Гуляя по садам, оглушенный радостным пением птиц, Савчук повторял поэтическое арабское изречение: "Птицы, каждая на своем языке, славят одно и то же - любовь". Кроме того, ему очень нравились таджикские стихи, где была строка: "Я ранен стрелой, которую ты метнула в меня из лука твоих бровей".

Кто из коллег Савчука мог бы подумать, что он, сдержанный, суховатый, всецело погруженный в свои ученые изыскания, способен мечтать, да что там мечтать - просто бредить наяву?

Бог знает что лезло в его одурманенную голову!

Однажды в разговоре с Нодирой Савчук сказал, что такого-то числа день его рождения.

- О! Я сделаю вам подарок! - пообещала Нодира.

И в день его рождения она возвратилась из школы домой, таща огромную, искусно сплетенную гирлянду из цветов жасмина. Савчук увидел ее со своей террасы и стал поспешно спускаться по лестнице.

Перехватив его на полдороге, Нодира торжественно водрузила гирлянду ему на шею.

- Нагните голову! Нагните! - требовала она, смеясь. - Вы слишком высокий для меня!

Взволнованный, растроганный, Савчук стоял, послушно склонив голову. Широкие рукава халата спадали, и гибкие девичьи руки, покрытые золотистым пушком, мелькали перед его глазами. Нодира придирчиво примеряла на нем гирлянду, поправляя, расправляя цветы.

Савчука била дрожь. На лице своем ощущал он благоуханное дыхание, немного прерывистое, - девушка запыхалась, взбегая по лестнице.

- Ты наряжаешь меня, - сказал Савчук хриплым голосом, - как наряжают к празднику слонов в Индии.

С детской непосредственностью она захлопала в ладоши.

- Вы правильно сказали. Слон! Мой большой, очень сильный, очень добрый слон!

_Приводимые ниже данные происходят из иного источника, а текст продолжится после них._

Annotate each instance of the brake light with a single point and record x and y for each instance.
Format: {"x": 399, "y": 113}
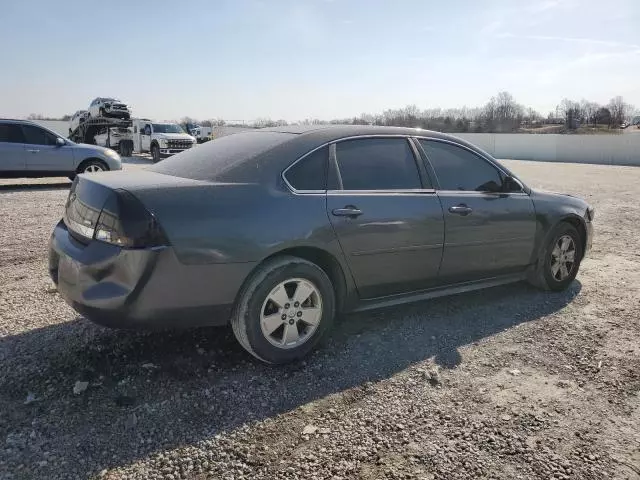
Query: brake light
{"x": 125, "y": 222}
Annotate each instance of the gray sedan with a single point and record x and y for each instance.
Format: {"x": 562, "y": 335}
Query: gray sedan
{"x": 30, "y": 150}
{"x": 277, "y": 231}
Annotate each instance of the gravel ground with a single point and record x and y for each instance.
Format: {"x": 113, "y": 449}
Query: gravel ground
{"x": 505, "y": 383}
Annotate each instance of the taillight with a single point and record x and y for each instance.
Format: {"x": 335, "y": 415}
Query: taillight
{"x": 125, "y": 222}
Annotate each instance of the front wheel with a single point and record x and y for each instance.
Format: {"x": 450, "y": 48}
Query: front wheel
{"x": 284, "y": 310}
{"x": 559, "y": 260}
{"x": 155, "y": 153}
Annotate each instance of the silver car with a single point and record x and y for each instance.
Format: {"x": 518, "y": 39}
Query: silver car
{"x": 30, "y": 150}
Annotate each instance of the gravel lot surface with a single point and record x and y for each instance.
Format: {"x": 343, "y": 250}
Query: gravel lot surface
{"x": 505, "y": 383}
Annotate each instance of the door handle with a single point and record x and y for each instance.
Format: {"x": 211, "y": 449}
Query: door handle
{"x": 346, "y": 212}
{"x": 461, "y": 209}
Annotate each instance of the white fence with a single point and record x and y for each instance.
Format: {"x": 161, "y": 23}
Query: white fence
{"x": 603, "y": 149}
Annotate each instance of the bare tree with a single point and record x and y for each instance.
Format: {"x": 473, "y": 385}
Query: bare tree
{"x": 618, "y": 110}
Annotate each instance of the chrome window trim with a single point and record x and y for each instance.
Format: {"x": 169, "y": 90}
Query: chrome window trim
{"x": 490, "y": 161}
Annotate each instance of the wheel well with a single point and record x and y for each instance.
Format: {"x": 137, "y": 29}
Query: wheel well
{"x": 326, "y": 262}
{"x": 87, "y": 160}
{"x": 579, "y": 225}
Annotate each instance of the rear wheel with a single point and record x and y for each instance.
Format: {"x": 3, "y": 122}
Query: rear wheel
{"x": 284, "y": 310}
{"x": 559, "y": 260}
{"x": 93, "y": 166}
{"x": 155, "y": 153}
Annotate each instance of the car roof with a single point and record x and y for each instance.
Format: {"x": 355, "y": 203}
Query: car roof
{"x": 18, "y": 120}
{"x": 263, "y": 159}
{"x": 340, "y": 131}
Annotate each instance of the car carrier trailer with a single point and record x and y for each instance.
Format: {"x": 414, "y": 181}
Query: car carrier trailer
{"x": 92, "y": 126}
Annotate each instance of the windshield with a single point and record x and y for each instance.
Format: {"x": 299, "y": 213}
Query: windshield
{"x": 167, "y": 128}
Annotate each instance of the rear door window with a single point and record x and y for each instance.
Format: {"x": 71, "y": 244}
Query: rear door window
{"x": 11, "y": 133}
{"x": 38, "y": 136}
{"x": 460, "y": 169}
{"x": 377, "y": 164}
{"x": 310, "y": 173}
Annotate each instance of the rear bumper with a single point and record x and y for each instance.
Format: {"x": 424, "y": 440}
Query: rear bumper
{"x": 145, "y": 288}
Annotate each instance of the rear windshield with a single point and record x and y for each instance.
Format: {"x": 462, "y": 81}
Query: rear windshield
{"x": 224, "y": 159}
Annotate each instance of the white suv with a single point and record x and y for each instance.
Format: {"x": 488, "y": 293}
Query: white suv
{"x": 109, "y": 107}
{"x": 79, "y": 117}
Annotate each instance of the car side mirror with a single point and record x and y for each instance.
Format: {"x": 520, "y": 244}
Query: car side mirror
{"x": 510, "y": 184}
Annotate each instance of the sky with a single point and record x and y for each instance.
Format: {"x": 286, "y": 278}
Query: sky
{"x": 297, "y": 59}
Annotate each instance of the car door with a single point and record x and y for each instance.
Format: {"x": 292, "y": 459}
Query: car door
{"x": 385, "y": 214}
{"x": 489, "y": 231}
{"x": 12, "y": 153}
{"x": 145, "y": 138}
{"x": 43, "y": 154}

Что это? Она сказала "мой"?

Он порывисто простер руки и положил их на плечи Нодире. Нежные слова, тысячи нежных слов трепетали на языке, готовые вот-вот сорваться…

Но счастье Савчука длилось всего лишь мгновение. Глаза Нодиры наполнились слезами, потом в традиционном жесте мольбы она сложила ладони.

- Помогите нам, добрый слон!

- Вам? Кому это вам?

- Ну вы же знаете! Вы все знаете! Мне и Фатиху…

- Тебе и Фатиху? Почему?

- Я не хочу за Музаффара. Я хочу за Фатиха.

Руки Савчука бессильно упали с ее теплых круглых плеч.

- Вас так уважают у нас! Вас послушаются моя мать и другие женщины в кишлаке! Только вы можете помочь нам с Фатихом!